Anthropic Launches Claude Security Public Beta

Anthropic opened a public beta for Claude Security, an AI tool that scans enterprise codebases, flags vulnerabilities with confidence scores, and suggests fixes via Claude Code.

Anthropic has launched a public beta of Claude Security, an AI tool that scans enterprise codebases, flags potential vulnerabilities, and suggests fixes using Claude Code.

The tool can analyze full repositories with a single click, map relationships between components, follow data flows and check whether source code is viable. After a scan, Claude Security returns a list of potential flaws, explains how each issue can be reproduced, provides a severity justification and attaches a confidence percentage for each finding to help teams prioritize work.

When a vulnerability is flagged, users can open Claude Code inside the same interface to generate suggested patches or remediation steps. Anthropic demonstrated a one-click workflow that initiates a full-repository analysis and returns findings in a single session.

Claude Security was previously offered as a research preview under the name Claude Code Security to a limited set of organizations. Anthropic says feedback from hundreds of firms influenced the public beta. The tool is available inside the Claude interface and on a dedicated page on Anthropic’s website. New features include scheduled and targeted scans and options to export results to Slack, Jira, CSV and Markdown files.
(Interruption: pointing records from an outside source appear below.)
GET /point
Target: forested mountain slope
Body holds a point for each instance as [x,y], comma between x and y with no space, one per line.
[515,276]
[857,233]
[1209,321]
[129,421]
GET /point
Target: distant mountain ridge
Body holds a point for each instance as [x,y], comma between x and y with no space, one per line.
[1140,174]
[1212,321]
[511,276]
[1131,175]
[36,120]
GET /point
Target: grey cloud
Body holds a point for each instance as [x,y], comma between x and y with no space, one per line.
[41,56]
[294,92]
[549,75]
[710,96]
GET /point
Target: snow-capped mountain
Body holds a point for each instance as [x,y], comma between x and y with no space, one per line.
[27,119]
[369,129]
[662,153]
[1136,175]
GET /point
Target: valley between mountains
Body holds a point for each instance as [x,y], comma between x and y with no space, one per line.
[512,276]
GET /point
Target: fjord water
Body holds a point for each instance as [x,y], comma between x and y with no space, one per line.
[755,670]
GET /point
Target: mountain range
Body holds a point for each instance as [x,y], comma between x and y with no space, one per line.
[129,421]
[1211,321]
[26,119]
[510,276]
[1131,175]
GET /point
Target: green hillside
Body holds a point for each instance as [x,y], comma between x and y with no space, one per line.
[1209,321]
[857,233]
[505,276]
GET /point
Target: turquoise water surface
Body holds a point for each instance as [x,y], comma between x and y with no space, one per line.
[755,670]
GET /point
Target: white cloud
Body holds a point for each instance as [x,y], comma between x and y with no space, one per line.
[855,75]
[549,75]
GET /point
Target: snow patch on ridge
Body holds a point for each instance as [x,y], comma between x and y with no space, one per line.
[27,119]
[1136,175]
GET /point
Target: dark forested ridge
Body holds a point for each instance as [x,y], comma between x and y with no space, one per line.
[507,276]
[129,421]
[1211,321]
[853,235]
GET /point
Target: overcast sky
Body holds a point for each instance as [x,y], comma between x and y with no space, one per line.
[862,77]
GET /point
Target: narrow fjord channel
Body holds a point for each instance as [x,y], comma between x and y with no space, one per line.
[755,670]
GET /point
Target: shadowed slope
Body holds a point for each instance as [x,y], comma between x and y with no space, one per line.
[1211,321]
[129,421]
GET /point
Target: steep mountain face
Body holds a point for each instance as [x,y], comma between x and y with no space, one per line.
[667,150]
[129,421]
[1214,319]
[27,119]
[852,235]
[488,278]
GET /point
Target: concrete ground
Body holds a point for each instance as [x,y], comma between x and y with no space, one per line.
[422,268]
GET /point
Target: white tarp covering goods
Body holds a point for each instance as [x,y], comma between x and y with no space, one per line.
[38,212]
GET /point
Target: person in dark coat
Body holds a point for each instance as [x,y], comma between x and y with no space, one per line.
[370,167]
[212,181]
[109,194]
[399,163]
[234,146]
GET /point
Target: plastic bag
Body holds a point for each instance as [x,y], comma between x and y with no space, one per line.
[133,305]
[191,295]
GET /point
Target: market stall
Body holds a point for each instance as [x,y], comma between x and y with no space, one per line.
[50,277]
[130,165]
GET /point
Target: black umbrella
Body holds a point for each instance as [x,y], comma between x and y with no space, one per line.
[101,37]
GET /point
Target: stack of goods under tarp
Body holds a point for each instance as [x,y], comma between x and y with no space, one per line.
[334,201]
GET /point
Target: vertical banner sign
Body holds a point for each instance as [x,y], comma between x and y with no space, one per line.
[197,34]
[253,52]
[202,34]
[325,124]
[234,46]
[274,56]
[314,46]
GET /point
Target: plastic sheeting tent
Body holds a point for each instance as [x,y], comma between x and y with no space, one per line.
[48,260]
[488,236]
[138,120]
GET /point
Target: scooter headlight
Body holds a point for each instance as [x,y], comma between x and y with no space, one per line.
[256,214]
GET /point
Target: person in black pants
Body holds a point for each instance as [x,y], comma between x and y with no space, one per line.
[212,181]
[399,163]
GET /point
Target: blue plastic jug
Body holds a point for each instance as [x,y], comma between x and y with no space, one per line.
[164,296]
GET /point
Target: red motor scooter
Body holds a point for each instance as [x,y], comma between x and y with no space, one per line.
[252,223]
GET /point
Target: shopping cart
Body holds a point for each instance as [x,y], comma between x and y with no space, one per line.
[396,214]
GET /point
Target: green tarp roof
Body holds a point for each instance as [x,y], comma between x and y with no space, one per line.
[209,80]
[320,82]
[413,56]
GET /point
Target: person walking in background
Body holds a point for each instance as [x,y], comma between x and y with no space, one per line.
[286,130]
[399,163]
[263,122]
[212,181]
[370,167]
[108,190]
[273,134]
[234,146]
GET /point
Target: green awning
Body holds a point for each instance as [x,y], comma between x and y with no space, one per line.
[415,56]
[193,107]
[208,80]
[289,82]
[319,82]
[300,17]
Krzysztof Katowicz-Kowalewski, staff product security engineer at Snowflake, reported that early testing of the research preview ‘surfaced novel, high-quality findings that helped us identify and address potential security issues before they could affect our environment or our customers,’ and noted the company plans to expand its use.

Claude Security runs on Anthropic’s Claude Opus 4.7 model, which includes embedded cyber guardrails intended to limit use for high-risk offensive security tasks. Anthropic previously made a more capable cyber model, Claude Mythos Preview, available only to select partners through a program called Project Glasswing, citing safety concerns for not releasing it publicly.
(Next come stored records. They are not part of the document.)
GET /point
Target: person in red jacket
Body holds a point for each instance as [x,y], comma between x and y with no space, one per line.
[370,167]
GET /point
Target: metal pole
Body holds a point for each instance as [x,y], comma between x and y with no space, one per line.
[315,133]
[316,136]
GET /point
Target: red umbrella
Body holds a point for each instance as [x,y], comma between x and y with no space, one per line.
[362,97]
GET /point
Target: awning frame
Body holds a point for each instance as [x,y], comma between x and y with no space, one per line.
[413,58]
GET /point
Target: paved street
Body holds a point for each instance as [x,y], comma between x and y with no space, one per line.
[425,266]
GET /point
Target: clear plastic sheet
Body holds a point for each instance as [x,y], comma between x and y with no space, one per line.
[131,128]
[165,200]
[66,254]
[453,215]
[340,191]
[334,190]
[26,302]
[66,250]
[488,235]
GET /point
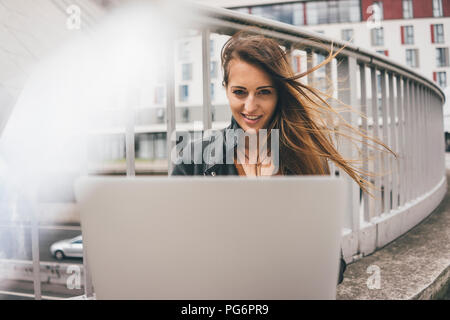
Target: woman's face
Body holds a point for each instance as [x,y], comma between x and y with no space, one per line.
[251,94]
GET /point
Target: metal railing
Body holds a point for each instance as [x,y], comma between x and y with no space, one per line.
[405,112]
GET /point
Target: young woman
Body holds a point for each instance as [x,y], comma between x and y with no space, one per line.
[264,93]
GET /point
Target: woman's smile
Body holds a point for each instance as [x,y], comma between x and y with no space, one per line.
[251,119]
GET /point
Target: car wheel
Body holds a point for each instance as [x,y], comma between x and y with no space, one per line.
[59,255]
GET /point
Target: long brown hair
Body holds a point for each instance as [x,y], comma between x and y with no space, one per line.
[303,115]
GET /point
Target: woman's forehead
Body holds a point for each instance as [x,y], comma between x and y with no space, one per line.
[246,75]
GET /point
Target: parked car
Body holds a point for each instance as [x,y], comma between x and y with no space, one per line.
[68,248]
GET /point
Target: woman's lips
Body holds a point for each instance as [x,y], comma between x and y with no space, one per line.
[251,119]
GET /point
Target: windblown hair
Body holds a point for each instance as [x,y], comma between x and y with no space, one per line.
[305,119]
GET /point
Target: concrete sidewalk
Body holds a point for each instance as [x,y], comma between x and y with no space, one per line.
[414,266]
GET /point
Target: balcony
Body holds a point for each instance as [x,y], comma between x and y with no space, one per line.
[403,108]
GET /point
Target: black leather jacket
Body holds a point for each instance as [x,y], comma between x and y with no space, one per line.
[209,168]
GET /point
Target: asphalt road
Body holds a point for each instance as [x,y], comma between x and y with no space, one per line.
[15,242]
[24,290]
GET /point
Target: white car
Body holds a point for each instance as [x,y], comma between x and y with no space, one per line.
[68,248]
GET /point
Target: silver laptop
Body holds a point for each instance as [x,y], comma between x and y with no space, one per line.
[212,238]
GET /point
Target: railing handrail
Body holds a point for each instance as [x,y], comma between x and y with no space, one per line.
[289,33]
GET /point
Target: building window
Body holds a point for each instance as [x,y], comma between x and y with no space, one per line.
[407,34]
[213,69]
[437,33]
[159,95]
[322,12]
[378,36]
[347,35]
[160,145]
[407,9]
[442,57]
[412,58]
[160,113]
[437,8]
[185,114]
[186,69]
[440,78]
[378,10]
[184,93]
[298,15]
[183,50]
[296,63]
[211,47]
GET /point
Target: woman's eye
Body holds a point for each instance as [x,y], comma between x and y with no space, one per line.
[265,92]
[239,92]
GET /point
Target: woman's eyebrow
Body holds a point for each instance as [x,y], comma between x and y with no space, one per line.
[240,87]
[264,87]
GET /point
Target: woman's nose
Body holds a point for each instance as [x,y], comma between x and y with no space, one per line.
[251,104]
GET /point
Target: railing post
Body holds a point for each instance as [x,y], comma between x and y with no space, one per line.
[365,129]
[384,158]
[170,103]
[347,69]
[393,139]
[310,65]
[35,245]
[330,120]
[401,142]
[409,146]
[129,136]
[375,130]
[206,69]
[88,289]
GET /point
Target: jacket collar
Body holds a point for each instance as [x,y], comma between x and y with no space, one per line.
[210,167]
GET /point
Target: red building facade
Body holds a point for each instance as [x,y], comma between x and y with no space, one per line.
[393,9]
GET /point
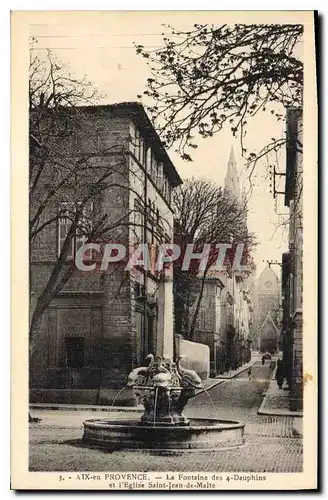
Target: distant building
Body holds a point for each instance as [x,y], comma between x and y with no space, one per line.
[100,326]
[267,297]
[227,306]
[269,335]
[292,260]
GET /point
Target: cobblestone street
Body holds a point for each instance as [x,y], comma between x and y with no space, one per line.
[55,442]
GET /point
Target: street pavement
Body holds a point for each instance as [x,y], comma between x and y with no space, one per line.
[271,444]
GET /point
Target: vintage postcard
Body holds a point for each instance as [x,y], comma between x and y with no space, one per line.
[164,242]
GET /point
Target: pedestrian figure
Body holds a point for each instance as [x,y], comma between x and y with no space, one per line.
[280,373]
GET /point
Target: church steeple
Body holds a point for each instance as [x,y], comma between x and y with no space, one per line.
[232,186]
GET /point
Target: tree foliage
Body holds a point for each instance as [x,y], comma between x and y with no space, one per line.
[215,76]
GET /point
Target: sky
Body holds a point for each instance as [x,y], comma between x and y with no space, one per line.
[100,45]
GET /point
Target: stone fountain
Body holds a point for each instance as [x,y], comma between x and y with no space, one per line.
[164,388]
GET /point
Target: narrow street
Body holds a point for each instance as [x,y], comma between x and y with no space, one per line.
[270,444]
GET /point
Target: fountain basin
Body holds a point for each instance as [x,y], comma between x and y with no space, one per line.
[200,434]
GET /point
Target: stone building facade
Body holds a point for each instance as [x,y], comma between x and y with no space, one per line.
[292,260]
[103,324]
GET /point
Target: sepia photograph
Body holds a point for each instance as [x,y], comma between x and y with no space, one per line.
[165,310]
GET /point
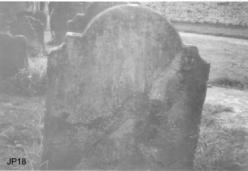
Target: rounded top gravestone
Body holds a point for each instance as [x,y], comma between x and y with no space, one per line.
[126,83]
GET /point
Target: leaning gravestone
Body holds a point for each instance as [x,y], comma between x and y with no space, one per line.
[124,94]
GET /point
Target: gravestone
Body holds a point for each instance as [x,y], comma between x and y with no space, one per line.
[124,94]
[13,54]
[79,22]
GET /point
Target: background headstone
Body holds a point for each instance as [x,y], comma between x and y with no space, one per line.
[13,54]
[125,94]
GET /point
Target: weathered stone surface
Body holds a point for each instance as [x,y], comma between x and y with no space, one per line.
[125,94]
[79,22]
[13,55]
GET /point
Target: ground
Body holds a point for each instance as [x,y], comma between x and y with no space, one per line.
[223,142]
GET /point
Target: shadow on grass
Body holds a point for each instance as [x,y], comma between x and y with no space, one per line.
[220,148]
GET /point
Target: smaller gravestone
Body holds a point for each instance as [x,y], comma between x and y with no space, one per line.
[13,54]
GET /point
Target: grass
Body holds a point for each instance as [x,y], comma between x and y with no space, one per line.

The UK’s AI Security Institute tested Mythos Preview and found it performed better on cyber tasks and completed a 32-step enterprise network attack simulation designed to evaluate exploit capability. The researchers noted that simulations differ from real-world environments because they typically lack proactive human defenders, so results do not prove a model could breach a well-defended, live enterprise network.

Anthropic says the public beta will help enterprise security teams find and fix vulnerabilities faster while the company continues to refine the tool through user feedback. The firm has emphasized validation features such as confidence scores to help reduce false positives and improve the signal-to-noise ratio for security analysts.